University looking to overseas agency for quality assurance
A foreign agency may be recruited to carry out quality assurance at the University of Malta, as Europe moves towards setting common standards for higher education institutions under what is known as the Bologna Process. Joseph Mifsud, head of the...
A foreign agency may be recruited to carry out quality assurance at the University of Malta, as Europe moves towards setting common standards for higher education institutions under what is known as the Bologna Process.
Joseph Mifsud, head of the university's European Unit, said in an interview that towards this end the university was developing links with the quality assurance body that oversees Dutch and Flemish higher education institutions.
The university has its own, internal quality assurance committee. However, external quality assurance is required too, and Dr Mifsud said practically every country has a national agency that fulfils this role or is about to appoint one.
With its limited pool of academics, Malta would have difficulty in setting up an independent national agency. It had therefore asked to appoint an outside agency and this principle has now been accepted, he said.

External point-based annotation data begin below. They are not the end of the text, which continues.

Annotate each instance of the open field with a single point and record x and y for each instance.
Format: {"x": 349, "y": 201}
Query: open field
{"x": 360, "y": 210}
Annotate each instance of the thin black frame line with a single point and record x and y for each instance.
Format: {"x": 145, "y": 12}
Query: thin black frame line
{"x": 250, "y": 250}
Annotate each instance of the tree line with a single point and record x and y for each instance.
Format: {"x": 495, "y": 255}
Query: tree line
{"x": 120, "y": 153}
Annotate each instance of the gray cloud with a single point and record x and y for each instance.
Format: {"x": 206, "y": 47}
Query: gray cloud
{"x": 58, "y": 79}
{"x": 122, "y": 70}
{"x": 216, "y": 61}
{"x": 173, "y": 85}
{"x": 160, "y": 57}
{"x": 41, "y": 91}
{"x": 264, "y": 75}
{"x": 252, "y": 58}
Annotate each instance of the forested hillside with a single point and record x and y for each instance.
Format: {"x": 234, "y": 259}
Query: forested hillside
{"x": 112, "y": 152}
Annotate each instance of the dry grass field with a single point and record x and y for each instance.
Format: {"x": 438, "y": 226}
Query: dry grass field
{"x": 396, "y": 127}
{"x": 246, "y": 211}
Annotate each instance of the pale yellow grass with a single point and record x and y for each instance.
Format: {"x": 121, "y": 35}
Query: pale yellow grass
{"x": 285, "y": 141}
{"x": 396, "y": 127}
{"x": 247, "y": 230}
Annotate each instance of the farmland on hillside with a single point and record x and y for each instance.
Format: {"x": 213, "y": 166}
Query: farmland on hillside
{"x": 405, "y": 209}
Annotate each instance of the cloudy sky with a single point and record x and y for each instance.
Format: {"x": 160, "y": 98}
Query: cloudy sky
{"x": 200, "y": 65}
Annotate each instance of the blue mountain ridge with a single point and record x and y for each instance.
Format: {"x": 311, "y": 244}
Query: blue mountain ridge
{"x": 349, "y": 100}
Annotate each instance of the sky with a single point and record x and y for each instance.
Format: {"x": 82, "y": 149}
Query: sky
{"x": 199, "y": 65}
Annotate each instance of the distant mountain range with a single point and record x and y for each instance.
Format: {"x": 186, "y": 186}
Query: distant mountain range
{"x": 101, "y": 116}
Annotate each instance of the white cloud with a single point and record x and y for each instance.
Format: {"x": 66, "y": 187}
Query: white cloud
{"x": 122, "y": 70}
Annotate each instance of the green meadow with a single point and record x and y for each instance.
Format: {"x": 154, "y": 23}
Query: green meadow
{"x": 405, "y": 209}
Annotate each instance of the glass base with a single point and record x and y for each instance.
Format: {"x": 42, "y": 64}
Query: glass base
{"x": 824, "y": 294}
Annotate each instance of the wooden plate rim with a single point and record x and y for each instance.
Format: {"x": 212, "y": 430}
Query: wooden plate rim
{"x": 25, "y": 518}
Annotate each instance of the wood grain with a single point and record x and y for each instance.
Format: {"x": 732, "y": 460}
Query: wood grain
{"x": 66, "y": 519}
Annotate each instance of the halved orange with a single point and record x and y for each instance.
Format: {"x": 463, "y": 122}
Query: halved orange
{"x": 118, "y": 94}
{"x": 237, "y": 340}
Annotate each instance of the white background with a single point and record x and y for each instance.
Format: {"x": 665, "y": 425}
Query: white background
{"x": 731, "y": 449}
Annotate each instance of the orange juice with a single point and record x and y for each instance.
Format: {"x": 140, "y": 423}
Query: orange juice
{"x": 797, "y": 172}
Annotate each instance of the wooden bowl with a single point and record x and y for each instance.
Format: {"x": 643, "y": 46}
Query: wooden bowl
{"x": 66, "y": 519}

In various joint declarations, the first of which was made after their 1999 Bologna meeting, European ministers responsible for higher education acknowledged that quality assurance systems are central to ensuring high standards and to making it easier to compare qualifications throughout Europe, another aim of the Bologna Process (see box).
In their last Bologna Process conference, held in Berlin last year, the ministers stressed the need to develop shared criteria and methodologies, although they emphasised that the prime responsibility for quality assurance lay with the institution itself, as an autonomous entity.
By next year, when the ministers meet again in Bergen, each national quality assurance system will have to be able to evaluate programmes and institutions, including the participation of students and the publication of results, and provide accreditation to the institutions.
Malta recently hosted an international conference on the Implications of the Bologna Process and the Lisbon Strategy for Higher Education Institutions, organised by the European Unit and the embassy of The Netherlands, which holds the EU's rotating presidency.
Dr Mifsud is an elected member, until May 2005, of a small committee of people who oversee the work done in Europe between the two-yearly ministerial conferences.
His involvement in the international dimension of higher education gives him a bird's eye view of the situation in Europe. One trend he sees is that first degrees will eventually go the way of 'O' and 'A' levels, i.e. they will start to be viewed as just a certificate of competence enabling holders to proceed to a Masters degree, where they can develop the higher level of competence increasingly required to operate effectively in many jobs and fields. "That future is not too far away," he said.
The preparation of graduates for the labour market is one of the driving forces of the Bologna Process. This ties in with the EU's Lisbon Strategy, which seeks to make the European economy more competitive and dynamic on the world stage.
Another goal related to the Lisbon Agenda is to give employers across Europe a better idea of what students, of whatever nationality, have done to obtain their degrees. This would aid worker mobility.
By next year all graduates will be entitled to receive a Diploma Supplement, free of charge, in a major European language. Dr Mifsud explained that this will be a sort of elaborated transcript and a "euro passport" readable across Europe.
The problem, however, was that it would cost the University Lm50,000 a year to produce the supplements needed by its graduates, and this extra money would have to be provided by the government, Dr Mifsud added.
What is the Bologna Process?
In May 1998, four European education ministers, the French, German, UK and Italian, sat down together at Sorbonne University in Paris to discuss a matter of concern - the incompatibility of their different higher education systems. Students of one country were finding it hard to study or have their degrees recognised in another.
The result of that meeting was an agreement to gradually harmonise their systems, by creating a common framework of degrees, removing obstacles to mobility and improving the recognition of qualifications across Europe.
The following year, 29 European ministers of higher education met in Bologna and signed the Bologna Declaration, in which they stated their intention to adopt a system of comparable degrees with two main cycles (undergraduate and graduate), a common system of credits, as well as to promote mobility, cooperation in quality assurance and the European dimension in higher education.
This process of harmonisation has since been followed up in ministers' meetings in Prague in 2001 and Berlin in 2003, each setting priorities for the following two years. The next ministerial meeting will be held in Bergen next year.